Según el llamado reclutador, por esta persona de 26 años, le dieron una suma no superior al millón de pesos, aparte de los gastos de transporte y manutención por transportar a Porras hasta Ocaña. “Yo personalmente se lo entregue al Ejército, poco tiempo después me entere que lo habían matado, pero nunca supe quién, ni cuándo, ni por qué”.
En el marco de la audiencia, Carretero identificó en una foto que le pasó la Fiscalía a Farid Leonardo Porras y aseguró que lo contactó en un billar de Soacha, le entabló la conversación y le ofreció una oferta laboral a finales de 2007.

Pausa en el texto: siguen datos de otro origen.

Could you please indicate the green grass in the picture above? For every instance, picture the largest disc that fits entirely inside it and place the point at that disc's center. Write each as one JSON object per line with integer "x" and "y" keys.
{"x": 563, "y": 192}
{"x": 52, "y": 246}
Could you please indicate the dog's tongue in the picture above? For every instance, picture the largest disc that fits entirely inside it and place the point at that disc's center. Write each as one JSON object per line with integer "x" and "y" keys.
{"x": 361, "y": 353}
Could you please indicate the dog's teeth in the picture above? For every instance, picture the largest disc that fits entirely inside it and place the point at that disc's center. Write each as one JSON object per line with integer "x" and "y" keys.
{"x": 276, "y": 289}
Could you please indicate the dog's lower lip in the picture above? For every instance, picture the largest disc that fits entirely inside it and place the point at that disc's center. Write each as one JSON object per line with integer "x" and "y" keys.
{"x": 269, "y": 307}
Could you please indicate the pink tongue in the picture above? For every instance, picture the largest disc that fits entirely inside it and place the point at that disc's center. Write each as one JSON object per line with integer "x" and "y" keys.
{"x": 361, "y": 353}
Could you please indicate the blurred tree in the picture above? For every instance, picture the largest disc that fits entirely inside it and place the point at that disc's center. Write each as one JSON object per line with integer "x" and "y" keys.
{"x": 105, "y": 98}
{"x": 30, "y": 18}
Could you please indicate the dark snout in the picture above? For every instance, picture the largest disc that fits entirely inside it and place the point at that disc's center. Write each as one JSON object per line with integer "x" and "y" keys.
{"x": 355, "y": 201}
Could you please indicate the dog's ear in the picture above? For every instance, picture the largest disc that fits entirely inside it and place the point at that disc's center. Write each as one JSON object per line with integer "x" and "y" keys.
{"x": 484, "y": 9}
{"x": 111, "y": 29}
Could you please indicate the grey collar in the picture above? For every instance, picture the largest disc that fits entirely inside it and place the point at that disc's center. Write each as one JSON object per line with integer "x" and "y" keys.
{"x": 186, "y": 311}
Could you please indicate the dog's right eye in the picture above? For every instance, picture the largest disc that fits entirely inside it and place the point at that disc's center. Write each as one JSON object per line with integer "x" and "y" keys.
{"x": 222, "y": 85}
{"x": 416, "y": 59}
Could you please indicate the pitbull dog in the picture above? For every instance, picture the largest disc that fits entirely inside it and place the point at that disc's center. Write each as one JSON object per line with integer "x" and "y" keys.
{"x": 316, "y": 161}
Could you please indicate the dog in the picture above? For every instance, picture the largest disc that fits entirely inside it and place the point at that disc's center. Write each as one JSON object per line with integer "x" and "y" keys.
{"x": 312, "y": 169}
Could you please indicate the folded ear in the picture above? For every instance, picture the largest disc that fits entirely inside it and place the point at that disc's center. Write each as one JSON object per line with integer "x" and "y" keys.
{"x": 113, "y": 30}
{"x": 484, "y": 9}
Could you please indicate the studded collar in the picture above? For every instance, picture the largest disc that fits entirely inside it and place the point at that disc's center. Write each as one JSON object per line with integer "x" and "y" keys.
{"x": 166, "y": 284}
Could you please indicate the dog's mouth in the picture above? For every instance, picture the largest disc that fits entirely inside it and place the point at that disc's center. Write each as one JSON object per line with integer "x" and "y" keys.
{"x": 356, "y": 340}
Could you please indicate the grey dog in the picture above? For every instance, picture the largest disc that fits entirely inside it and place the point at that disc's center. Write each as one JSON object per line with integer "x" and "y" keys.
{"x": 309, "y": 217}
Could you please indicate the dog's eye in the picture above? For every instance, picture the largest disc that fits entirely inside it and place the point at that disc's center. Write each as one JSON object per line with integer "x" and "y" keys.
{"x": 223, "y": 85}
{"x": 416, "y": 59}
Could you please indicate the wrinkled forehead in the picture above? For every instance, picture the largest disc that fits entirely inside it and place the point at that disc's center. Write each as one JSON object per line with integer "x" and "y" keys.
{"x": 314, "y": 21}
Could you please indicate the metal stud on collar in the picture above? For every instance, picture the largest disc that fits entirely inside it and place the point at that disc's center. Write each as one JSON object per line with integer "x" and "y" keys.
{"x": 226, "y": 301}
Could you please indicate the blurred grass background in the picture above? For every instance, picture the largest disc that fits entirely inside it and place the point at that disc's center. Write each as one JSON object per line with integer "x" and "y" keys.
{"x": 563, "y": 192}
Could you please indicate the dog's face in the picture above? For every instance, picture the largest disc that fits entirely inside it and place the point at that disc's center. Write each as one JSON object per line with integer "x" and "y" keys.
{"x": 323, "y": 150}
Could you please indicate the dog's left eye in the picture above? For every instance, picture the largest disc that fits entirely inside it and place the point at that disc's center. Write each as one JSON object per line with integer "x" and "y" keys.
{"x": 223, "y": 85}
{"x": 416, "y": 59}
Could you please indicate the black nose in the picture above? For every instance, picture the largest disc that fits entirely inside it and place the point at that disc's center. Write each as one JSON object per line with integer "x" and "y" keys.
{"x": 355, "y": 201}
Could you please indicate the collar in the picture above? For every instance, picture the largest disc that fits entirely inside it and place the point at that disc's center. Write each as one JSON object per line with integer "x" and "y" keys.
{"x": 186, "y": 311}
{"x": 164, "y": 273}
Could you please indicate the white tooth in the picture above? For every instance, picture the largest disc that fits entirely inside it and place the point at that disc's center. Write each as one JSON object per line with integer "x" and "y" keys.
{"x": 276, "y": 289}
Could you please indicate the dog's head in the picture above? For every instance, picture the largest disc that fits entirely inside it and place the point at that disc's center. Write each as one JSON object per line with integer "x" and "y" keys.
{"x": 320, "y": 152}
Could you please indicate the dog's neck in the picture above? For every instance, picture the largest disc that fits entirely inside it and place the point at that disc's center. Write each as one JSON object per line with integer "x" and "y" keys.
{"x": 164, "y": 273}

Ante las preguntas del fiscal, aseguró que el sargento Dayro Palomino, la persona que lo contactó en Soacha para que reclutara personas, le dijo que el mismo día que lo entregó al Ejército habían matado al joven, sin embargo desconoce los móviles.
Según el reclutador, después de eso se devolvió a Bogotá y no volvió a saber nada más del tema. “Yo solamente le decía a las personas que reclutaba que existía una mejor oportunidad laboral en otra parte y me los llevaba. No sabia nada más de ellos, solamente que el Ejército les quitaba los documentos cuando los recibían”.
Para el reclutador los requerimientos de los sargentos de Ocaña que le solicitaban a los muchachos eran claras: “Tenían que ser jóvenes, por lo que muchas veces se buscaron indigentes. Casi siempre me pedían de dos o tres personas para que las reclutara”.
Igualmente aclaró ante el despacho judicial que ante las reiteradas preguntas que empezaron a surgirle por lo que podía pasar con los jóvenes, en una oportunidad el sargento Pérez le dijo que “se abriera”, pues su vida corría peligro. Hecho por el cual abandonó sus tareas de reclutador y se instaló en Bogotá.
Carretero reafirmó que además que los jóvenes que reclutó en Soacha, también contactó personas en los departamentos de Cesar y Santander, a quienes también se los entregó al Ejército.
Estas declaraciones fueron hechas en el marco del jucio que se adelanta contra dos mayores del Ejército y un soldado profesional.